Una subida entre amigos, aromas de romero y vistas que reconcilian el alma

En mis paseos por Cataluña no voy siempre solo. A veces voy en compañía, como esta mañana de mayo. No es lo mismo caminar solo que caminar con otros. El diálogo interior cambia a conversación abierta, a intercambio de observaciones y recuerdos.

Salimos temprano, cuando el aire aún conserva la frescura de la noche. Desde Viladecans, la silueta de la ermita de Sant Ramón Nonat nos observa en lo alto, blanca, sencilla, como un faro terrenal que guía a caminantes, corredores y almas en busca de un respiro. A mi lado camina Eduardo Muñoz, amigo de los de verdad: corredor incansable, sensato, de palabra medida y mirada clara. Su paso es firme, sin alardes, con ese ritmo que solo los que conocen bien sus fuerzas saben mantener.

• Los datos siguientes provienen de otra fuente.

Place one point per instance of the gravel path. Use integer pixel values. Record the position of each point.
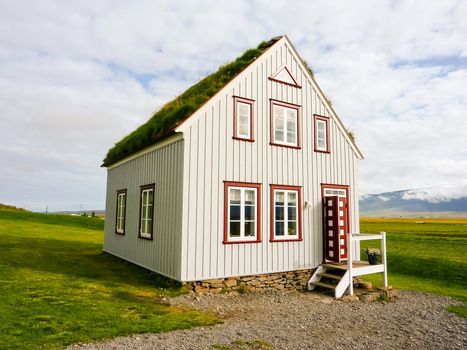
(292, 320)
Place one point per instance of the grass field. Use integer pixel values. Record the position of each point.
(58, 288)
(429, 256)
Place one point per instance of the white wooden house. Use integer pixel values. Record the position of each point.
(236, 187)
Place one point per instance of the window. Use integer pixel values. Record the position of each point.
(285, 124)
(146, 211)
(243, 119)
(286, 213)
(321, 134)
(242, 212)
(121, 211)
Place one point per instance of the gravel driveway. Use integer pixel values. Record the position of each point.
(293, 320)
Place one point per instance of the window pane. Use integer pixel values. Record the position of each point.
(243, 130)
(279, 135)
(234, 229)
(279, 213)
(235, 194)
(292, 197)
(250, 196)
(249, 229)
(151, 197)
(292, 228)
(279, 228)
(235, 212)
(292, 213)
(279, 198)
(243, 108)
(249, 212)
(244, 119)
(291, 137)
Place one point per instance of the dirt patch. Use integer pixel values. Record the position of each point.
(294, 320)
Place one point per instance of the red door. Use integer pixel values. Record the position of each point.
(335, 228)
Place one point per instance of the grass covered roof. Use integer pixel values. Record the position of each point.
(164, 121)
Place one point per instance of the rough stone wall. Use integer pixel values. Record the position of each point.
(282, 281)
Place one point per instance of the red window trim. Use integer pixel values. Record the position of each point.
(142, 188)
(273, 77)
(124, 215)
(271, 123)
(325, 119)
(228, 184)
(252, 118)
(299, 209)
(339, 187)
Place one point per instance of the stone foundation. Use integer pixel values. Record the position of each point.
(281, 281)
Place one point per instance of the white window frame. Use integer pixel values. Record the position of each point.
(242, 221)
(286, 236)
(248, 135)
(285, 108)
(324, 121)
(121, 211)
(144, 212)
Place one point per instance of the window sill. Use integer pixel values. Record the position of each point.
(145, 237)
(286, 240)
(241, 242)
(285, 146)
(321, 151)
(242, 139)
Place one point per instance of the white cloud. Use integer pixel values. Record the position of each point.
(436, 195)
(76, 77)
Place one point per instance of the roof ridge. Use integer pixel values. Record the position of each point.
(169, 116)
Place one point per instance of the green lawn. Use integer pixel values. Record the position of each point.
(430, 257)
(58, 288)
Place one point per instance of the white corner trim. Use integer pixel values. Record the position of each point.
(156, 146)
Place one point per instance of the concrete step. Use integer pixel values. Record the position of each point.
(330, 275)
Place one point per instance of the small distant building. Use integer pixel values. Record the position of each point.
(249, 172)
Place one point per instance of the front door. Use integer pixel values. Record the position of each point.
(335, 217)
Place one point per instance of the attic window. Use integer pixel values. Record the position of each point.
(321, 134)
(285, 124)
(284, 76)
(243, 119)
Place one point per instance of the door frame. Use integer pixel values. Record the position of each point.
(347, 197)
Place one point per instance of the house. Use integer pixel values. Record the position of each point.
(226, 185)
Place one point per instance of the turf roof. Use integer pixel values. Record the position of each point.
(164, 121)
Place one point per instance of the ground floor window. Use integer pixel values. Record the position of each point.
(121, 211)
(286, 215)
(242, 212)
(146, 211)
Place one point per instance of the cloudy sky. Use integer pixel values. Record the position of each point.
(77, 76)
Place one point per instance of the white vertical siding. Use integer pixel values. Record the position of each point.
(164, 167)
(212, 157)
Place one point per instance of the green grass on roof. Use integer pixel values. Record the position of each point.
(173, 113)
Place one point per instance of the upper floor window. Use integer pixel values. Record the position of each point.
(285, 124)
(146, 211)
(121, 210)
(243, 119)
(321, 134)
(286, 217)
(242, 210)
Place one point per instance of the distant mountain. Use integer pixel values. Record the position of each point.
(413, 201)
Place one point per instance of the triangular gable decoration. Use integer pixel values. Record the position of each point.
(284, 76)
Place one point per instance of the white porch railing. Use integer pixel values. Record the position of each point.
(367, 269)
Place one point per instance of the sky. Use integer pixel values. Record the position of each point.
(77, 76)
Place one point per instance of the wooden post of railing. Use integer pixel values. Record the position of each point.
(383, 256)
(349, 261)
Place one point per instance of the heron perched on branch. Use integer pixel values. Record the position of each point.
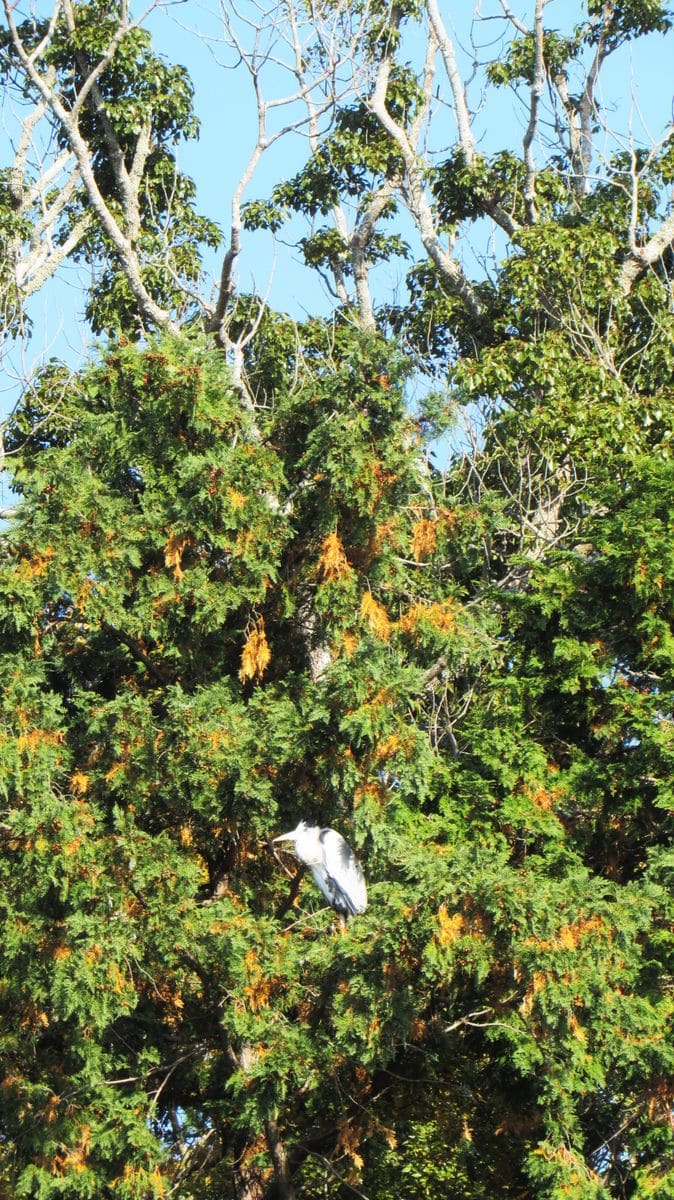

—¿Te acuerdas de la carrera de Helsingborg, en el 1983? —me pregunta, con una sonrisa ladeada, mientras bordeamos los primeros repechos.

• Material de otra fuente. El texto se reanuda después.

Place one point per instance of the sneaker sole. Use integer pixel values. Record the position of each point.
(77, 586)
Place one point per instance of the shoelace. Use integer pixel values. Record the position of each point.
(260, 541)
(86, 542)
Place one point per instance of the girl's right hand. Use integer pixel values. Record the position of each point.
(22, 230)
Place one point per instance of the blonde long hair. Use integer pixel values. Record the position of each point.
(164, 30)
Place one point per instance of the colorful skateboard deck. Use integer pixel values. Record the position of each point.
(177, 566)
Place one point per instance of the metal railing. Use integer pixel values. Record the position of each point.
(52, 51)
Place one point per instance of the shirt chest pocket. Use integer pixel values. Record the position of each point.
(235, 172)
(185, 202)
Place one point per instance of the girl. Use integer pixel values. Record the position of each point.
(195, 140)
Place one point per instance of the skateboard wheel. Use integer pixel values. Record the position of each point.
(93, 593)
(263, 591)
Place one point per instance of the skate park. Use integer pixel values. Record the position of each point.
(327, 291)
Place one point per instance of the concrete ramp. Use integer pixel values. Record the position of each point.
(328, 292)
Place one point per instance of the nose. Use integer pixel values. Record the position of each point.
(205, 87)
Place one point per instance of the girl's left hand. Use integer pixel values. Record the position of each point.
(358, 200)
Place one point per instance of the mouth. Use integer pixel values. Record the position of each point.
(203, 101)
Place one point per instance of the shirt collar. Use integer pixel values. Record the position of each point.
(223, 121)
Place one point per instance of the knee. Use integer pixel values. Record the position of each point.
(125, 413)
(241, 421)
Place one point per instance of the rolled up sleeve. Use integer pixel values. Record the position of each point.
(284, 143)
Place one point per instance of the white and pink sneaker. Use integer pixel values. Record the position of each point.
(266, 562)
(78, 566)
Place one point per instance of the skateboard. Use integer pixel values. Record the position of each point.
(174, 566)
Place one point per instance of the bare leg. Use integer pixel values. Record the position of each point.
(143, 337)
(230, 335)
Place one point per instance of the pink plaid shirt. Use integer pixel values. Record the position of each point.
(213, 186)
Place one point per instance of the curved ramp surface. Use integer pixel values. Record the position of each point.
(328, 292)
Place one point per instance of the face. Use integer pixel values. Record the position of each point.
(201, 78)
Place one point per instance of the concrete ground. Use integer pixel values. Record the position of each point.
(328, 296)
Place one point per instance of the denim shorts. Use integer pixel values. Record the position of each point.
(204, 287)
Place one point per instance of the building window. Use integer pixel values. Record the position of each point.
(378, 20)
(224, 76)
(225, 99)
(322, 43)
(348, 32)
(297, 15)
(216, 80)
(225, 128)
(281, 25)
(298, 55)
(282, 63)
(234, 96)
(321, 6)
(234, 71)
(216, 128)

—Claro que me acuerdo. Tú llegaste fresco como una rosa y yo me pasé una semana con agujetas —respondo riendo.

—Tú te reías más que nadie en la meta. Eso es lo que cuenta.

La subida comienza entre casas bajas y calles que se estrechan, hasta que la ciudad queda atrás y nos recibe la montaña. El sendero, al principio de tierra ancha, se va volviendo más agreste. Las piedras sueltas nos obligan a elegir cada pisada con atención. El monte, cubierto de pinos carrascos, lentiscos, romero y tomillo, nos rodea con su olor seco y cálido. El canto de los pájaros es la única música que necesitamos.

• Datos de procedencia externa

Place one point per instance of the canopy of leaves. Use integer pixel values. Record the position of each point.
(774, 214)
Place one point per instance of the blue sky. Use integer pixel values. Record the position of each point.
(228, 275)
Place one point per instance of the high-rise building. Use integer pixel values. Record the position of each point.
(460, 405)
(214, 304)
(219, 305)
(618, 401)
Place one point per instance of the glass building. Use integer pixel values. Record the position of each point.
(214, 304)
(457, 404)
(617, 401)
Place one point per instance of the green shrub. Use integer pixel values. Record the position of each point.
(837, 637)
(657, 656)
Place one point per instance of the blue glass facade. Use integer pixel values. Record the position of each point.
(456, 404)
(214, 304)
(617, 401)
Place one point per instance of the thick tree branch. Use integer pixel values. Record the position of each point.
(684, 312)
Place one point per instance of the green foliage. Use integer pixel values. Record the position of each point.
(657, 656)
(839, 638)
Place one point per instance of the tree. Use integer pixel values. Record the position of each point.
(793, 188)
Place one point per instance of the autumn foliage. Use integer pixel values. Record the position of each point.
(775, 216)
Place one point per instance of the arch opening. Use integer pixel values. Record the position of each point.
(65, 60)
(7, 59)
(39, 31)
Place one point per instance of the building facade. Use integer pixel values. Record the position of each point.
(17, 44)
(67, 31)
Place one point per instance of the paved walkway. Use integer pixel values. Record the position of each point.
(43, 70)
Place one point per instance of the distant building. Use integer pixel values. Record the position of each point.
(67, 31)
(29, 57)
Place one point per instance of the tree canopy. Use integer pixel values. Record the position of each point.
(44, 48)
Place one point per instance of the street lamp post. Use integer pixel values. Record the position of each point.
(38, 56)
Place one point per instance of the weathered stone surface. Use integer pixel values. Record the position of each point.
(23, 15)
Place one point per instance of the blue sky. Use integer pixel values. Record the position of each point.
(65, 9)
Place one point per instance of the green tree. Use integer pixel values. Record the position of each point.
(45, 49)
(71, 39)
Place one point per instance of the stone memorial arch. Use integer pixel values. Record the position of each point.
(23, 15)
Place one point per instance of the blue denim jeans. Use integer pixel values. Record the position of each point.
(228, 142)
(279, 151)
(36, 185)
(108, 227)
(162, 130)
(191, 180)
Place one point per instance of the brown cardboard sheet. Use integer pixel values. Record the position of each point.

A mitad de camino hacemos una breve pausa. Desde allí se abre una vista amplia hacia el delta del Llobregat, con sus campos bien trazados y el aeropuerto a lo lejos, sus aviones diminutos como juguetes de niños. Eduardo hace un gesto amplio, mostrándome el paisaje y me dice:

—Esta subida la hacemos en invierno Vicky y yo, a veces con la perra —dice, con una sonrisa ancha—. Vicky sube muy bien, todavía conserva su buen estado físico.

Seguimos el camino. La cuesta se vuelve más exigente en los últimos tramos. El sendero zigzaguea, ganando altura, y el corazón late más rápido. Eduardo sigue hablando, sin perder el aliento, contándome sobre su hija, sobre su último viaje a Galicia, sobre los libros que ha estado leyendo.

Y entonces, sin previo aviso, la cima se abre. La ermita de Sant Ramón Nonat, blanca y quieta, se nos presenta como un premio silencioso. El viento sopla con suavidad, moviendo apenas la hierba y el romero.

Nos sentamos en las gradas de piedra, frente al horizonte. La ermita está cerrada, quizás por ser hora tan temprana. A nuestros pies se extiende San Climent de Llobregat, idílico, sereno, abrazado por viñas y colinas. Desde aquí parece un mundo en miniatura: los tejados rojizos, el campanario, las huertas ordenadas como piezas de un rompecabezas antiguo. Al fondo, Montserrat se alza como un gigante dormido, custodiando la comarca.

—Siempre me impresiona cómo cambia todo al llegar aquí —dice Eduardo—. El cuerpo cansado, pero la cabeza clara.

—Es como si el alma respirara mejor a esta altura —añado.

Nos quedamos un rato en silencio, contemplando, dejando que el tiempo se diluya como el vapor de una taza de café. No hay prisa. Solo esa sensación tan rara hoy en día: la de estar exactamente donde uno quiere estar.

Cuando finalmente nos ponemos en pie para emprender el regreso, sé que este paseo quedará grabado en mi memoria. Por el esfuerzo compartido, por la conversación sin prisas, por el níspero a mitad de camino y por la certeza de que la amistad, como las buenas caminatas, se mide en pasos dados juntos, no en la distancia recorrida.